I was always a proponent of handheld flashlights as in the civilian world it has various applications for personal protection. However one of my favorite aspects is being able to see my sights if I need them. The downfall as you know is shooting one handed which I have practiced extensively.
The TFX by Inforce offers high lumens in a small package, however my favorite part of the design is its stipple like grip which allows for great control with sweaty hands or those were gloves. The biggest downfall is that is doesn't come with a pocket clip or any means for carry. I've found various solutions to this problem, so I don't find it to be a big deal. (More about that in another post...How to carry your Inforce TFX).
I highly recommend if you only carry one light you choose a handheld light over a weapon mounted version. Weapon mounted versions do allow for easier shooting as you can acquire your too handed grip, however in the civilian world we can't take out our flashlight when needed as a deterrent in a dark parking lot or other various applications.

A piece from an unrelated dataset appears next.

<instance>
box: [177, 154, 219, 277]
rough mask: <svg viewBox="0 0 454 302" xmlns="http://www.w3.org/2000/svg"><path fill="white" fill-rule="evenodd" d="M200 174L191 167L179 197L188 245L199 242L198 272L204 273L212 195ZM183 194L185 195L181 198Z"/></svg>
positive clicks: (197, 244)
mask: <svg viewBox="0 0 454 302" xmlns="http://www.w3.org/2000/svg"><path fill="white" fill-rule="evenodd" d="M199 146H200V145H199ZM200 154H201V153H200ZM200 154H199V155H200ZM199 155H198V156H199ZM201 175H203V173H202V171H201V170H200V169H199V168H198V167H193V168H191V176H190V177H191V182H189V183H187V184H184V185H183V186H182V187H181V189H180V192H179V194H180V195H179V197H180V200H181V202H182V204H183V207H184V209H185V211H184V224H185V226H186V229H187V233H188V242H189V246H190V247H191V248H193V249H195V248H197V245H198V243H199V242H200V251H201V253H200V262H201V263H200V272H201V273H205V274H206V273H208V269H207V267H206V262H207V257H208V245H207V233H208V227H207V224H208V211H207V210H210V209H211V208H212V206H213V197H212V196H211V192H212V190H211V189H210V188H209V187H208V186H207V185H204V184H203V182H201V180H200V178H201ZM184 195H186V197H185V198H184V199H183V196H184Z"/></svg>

Now if you asked what do I carry for lights. I do carry a weapon mounted light as well. While I've used Surefire X300's and Streamlight TLR's and have nothing bad to say about them. They were designed with Law Enforcement and Military in mind. These do not need to be concealed and are typically carried in a strong side hip outside the waste band holster. I never found them comfortable for concealed carry and reserved them for home defense guns. I didn't begin carrying a pistol mounted light until I found the Inforce APLc. This light added almost no bulk and could be carried appendix as easily and comfortably as it was carried previously to it being mounted.
You may ask why do I carry two lights. They are electronic and can fail, batteries die, and situations change. While I use a TFX daily, I can't draw my pistol unless I intend to use it. However if I do need to use my pistol I can acquire a two handed grip if necessary.